When the UK leaves the EU, it is likely to lead to less regulation of UK companies. However, this was not one of the priority areas in the UK’s pre-referendum negotiations with the EU and we would not expect changes in this area to be significant or a high priority.

The majority of English company law is not derived from EU legislation. The Companies Act 2006 is the core legislation affecting the incorporation and operation of UK companies. Some parts of the Companies Act 2006 have been derived from EU Directives. These include provisions relating to accounts, disclosure of information and shareholder rights. The most significant provisions apply to UK companies with shares listed on a regulated market such as the Main Market of the London Stock Exchange. We would expect these provisions to be reviewed by the Government in the coming months and years, but would not expect significant changes in this area.

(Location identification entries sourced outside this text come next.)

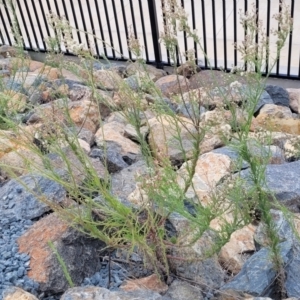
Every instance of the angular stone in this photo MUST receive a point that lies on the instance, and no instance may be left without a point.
(292, 270)
(18, 197)
(284, 182)
(188, 69)
(210, 169)
(85, 114)
(294, 96)
(264, 99)
(277, 111)
(124, 182)
(8, 51)
(180, 290)
(49, 72)
(215, 138)
(108, 80)
(212, 78)
(20, 162)
(188, 260)
(80, 253)
(97, 293)
(113, 134)
(132, 134)
(264, 121)
(163, 138)
(68, 164)
(134, 68)
(7, 142)
(54, 112)
(16, 102)
(15, 293)
(151, 283)
(172, 84)
(80, 92)
(234, 253)
(278, 94)
(292, 148)
(258, 274)
(111, 158)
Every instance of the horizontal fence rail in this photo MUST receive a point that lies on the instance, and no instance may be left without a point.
(104, 26)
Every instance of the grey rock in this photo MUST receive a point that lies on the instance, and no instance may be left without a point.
(292, 269)
(124, 182)
(112, 159)
(133, 82)
(278, 94)
(232, 154)
(283, 181)
(80, 254)
(281, 225)
(180, 290)
(82, 133)
(5, 63)
(21, 192)
(265, 98)
(189, 110)
(58, 82)
(258, 274)
(97, 293)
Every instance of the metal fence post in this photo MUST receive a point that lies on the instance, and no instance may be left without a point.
(155, 33)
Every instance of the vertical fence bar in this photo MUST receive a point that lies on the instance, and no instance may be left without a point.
(75, 21)
(67, 18)
(204, 34)
(39, 25)
(184, 35)
(268, 34)
(235, 33)
(194, 27)
(224, 35)
(31, 24)
(10, 23)
(290, 42)
(93, 29)
(144, 31)
(256, 36)
(24, 24)
(46, 24)
(165, 25)
(246, 31)
(109, 30)
(278, 60)
(214, 33)
(5, 28)
(155, 33)
(117, 26)
(126, 27)
(53, 24)
(133, 18)
(84, 24)
(101, 28)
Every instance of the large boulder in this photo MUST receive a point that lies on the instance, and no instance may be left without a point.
(79, 252)
(96, 293)
(278, 94)
(19, 197)
(283, 181)
(172, 84)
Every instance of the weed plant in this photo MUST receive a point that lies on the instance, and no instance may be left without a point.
(162, 190)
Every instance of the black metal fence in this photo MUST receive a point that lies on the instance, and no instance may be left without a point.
(110, 22)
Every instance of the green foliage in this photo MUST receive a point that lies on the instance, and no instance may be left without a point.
(162, 193)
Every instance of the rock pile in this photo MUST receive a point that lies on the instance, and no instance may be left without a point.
(29, 268)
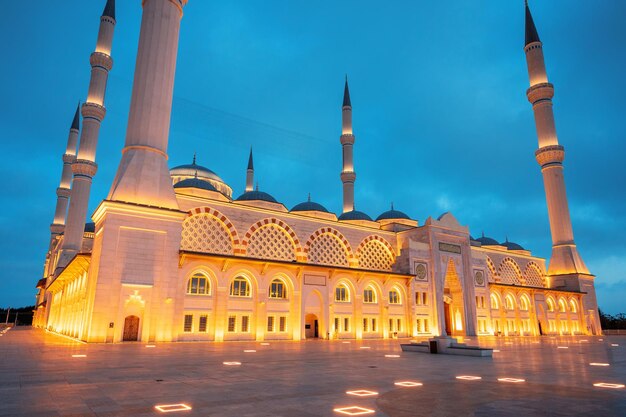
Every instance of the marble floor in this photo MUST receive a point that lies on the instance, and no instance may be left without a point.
(42, 374)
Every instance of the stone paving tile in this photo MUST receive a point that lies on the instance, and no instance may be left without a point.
(39, 377)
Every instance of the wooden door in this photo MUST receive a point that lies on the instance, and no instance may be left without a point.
(131, 329)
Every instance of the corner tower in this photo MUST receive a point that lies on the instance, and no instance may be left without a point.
(567, 269)
(348, 176)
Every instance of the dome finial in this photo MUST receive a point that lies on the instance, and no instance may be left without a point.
(531, 30)
(346, 95)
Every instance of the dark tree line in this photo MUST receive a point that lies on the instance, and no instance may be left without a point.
(609, 322)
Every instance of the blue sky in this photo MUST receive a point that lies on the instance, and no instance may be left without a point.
(440, 113)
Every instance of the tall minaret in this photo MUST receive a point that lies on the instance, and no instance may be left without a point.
(565, 258)
(250, 174)
(143, 176)
(63, 192)
(93, 111)
(348, 176)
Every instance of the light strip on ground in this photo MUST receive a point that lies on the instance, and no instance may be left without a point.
(172, 408)
(354, 411)
(362, 393)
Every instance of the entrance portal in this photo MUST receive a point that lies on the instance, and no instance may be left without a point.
(131, 329)
(311, 327)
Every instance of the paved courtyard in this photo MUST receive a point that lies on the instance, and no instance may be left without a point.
(41, 376)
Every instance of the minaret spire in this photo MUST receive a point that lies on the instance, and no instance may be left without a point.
(348, 176)
(93, 111)
(567, 269)
(250, 173)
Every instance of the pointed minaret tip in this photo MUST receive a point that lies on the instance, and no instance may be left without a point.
(76, 121)
(531, 30)
(250, 161)
(346, 95)
(109, 9)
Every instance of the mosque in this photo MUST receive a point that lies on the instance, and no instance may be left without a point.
(177, 255)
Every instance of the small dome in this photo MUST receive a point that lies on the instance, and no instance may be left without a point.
(309, 206)
(355, 215)
(512, 246)
(393, 214)
(256, 195)
(487, 241)
(195, 183)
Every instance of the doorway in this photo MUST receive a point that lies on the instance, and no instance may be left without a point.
(311, 327)
(131, 329)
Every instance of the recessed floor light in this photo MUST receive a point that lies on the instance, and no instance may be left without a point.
(354, 411)
(408, 384)
(362, 393)
(172, 408)
(607, 385)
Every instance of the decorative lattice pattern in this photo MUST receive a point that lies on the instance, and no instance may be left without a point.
(491, 271)
(206, 233)
(375, 255)
(534, 277)
(328, 250)
(509, 272)
(271, 242)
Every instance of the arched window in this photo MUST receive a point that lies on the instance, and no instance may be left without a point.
(394, 297)
(240, 287)
(494, 302)
(509, 303)
(342, 294)
(523, 303)
(278, 289)
(369, 295)
(198, 284)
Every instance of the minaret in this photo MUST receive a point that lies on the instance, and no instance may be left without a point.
(348, 176)
(143, 176)
(250, 174)
(63, 192)
(565, 258)
(93, 111)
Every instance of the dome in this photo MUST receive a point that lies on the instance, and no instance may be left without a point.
(195, 183)
(487, 241)
(355, 215)
(309, 206)
(256, 195)
(512, 246)
(190, 170)
(392, 214)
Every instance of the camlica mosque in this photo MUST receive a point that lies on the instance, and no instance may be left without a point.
(175, 255)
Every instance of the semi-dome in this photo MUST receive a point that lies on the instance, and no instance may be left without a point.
(355, 215)
(393, 215)
(256, 195)
(511, 245)
(195, 183)
(487, 241)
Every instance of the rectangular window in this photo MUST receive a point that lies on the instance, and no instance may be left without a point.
(245, 321)
(188, 323)
(203, 321)
(232, 320)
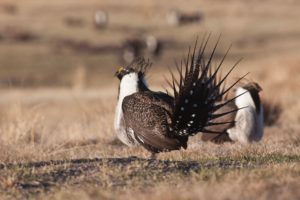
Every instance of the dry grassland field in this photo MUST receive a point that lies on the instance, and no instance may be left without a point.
(58, 96)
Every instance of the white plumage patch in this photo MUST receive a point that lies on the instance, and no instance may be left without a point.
(249, 125)
(128, 86)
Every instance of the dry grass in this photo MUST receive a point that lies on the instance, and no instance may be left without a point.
(57, 139)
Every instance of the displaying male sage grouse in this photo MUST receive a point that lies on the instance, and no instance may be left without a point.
(160, 122)
(249, 121)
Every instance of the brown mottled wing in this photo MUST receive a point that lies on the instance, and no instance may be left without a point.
(216, 137)
(149, 118)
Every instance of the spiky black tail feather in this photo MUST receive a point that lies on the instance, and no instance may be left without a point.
(198, 90)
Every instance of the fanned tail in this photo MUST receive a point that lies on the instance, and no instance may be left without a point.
(198, 90)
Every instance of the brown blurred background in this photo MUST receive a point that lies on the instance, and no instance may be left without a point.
(72, 43)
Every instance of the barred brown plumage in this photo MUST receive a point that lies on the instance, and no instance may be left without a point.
(160, 122)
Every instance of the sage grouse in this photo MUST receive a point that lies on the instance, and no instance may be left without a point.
(249, 121)
(160, 122)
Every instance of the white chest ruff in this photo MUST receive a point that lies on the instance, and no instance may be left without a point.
(249, 124)
(128, 86)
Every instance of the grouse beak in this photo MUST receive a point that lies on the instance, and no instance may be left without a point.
(119, 72)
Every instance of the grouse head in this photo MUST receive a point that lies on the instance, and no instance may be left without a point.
(139, 67)
(253, 88)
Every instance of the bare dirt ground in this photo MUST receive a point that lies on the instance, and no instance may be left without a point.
(57, 103)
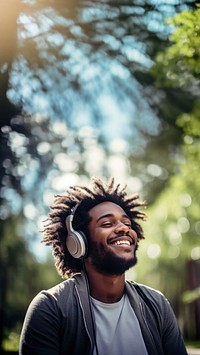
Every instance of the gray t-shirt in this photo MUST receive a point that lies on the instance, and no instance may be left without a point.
(117, 329)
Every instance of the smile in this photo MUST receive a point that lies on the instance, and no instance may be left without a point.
(122, 242)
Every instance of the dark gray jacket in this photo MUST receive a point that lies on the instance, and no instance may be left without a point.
(59, 321)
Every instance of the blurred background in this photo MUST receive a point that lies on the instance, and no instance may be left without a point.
(100, 88)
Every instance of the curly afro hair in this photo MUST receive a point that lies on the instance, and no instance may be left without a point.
(55, 232)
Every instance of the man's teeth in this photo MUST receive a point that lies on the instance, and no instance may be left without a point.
(122, 242)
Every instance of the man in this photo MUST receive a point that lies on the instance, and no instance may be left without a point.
(95, 234)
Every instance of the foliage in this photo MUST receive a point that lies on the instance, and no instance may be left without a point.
(179, 65)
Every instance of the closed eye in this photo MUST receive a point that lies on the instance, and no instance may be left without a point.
(107, 224)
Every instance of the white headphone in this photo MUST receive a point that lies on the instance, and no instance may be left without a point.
(76, 241)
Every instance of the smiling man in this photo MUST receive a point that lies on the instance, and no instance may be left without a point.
(94, 234)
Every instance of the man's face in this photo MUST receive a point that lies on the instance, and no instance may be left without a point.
(113, 243)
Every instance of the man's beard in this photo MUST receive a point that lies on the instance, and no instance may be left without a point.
(108, 263)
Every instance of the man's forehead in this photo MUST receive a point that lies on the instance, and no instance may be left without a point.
(106, 207)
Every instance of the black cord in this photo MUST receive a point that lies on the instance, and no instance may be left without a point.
(90, 305)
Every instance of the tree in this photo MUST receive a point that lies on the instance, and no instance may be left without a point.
(175, 232)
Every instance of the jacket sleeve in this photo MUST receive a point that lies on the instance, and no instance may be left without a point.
(173, 343)
(40, 332)
(162, 322)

In November 2017, the EU released a notice to prepare stakeholders for company law changes post-Brexit. This notice identified some important legal repercussions including:

  • UK incorporated companies will become "third country companies" and as result will no longer be recognised by EU Member States. This means, for example, that other Member States will not be obliged to recognise the separate legal personality and limited liability status of companies incorporated in the UK which have their central administration or principal place of business in another EU Member State. UK incorporated companies may still be recognised in accordance with each Member State's national law or international law treaties.
  • UK incorporated companies with branches in other EU Members States will no longer benefit from favourable rules applicable to branches of other EU incorporated companies but will be subject to the rules applicable to branches of third country companies.
  • EU law on disclosure, incorporation, capital maintenance and alteration, and cross-border mergers will no longer apply to the UK. The impact on cross-border mergers is discussed above, but these other EU rules form part of UK company law and are expected to be retained, at least initially, as part of the European Union (Withdrawal) Bill.
  • The company law form of a European Company (Societas Europaea) will no longer be available in the UK. 

The UK equity capital markets are, in part, governed by EU Directives and Regulations, implemented or having direct effect in the UK, including in relation to the requirements to prepare a prospectus, obligations of disclosure and transparency and provisions to prevent market abuse. These Directives and Regulations provide a uniform legal framework for the operation of EU capital markets. We do not expect changes to these provisions to be a high priority. We also expect that the Financial Conduct Authority and the London Stock Exchange will want to see obligations of this type remain in force. As a practical matter, where risk factors are included in prospectuses and other offer documents published by UK companies, additional risk factors relating to Brexit are likely to be included.

We intend to update our guidance in this area as the corporate implications of the Brexit vote become clearer.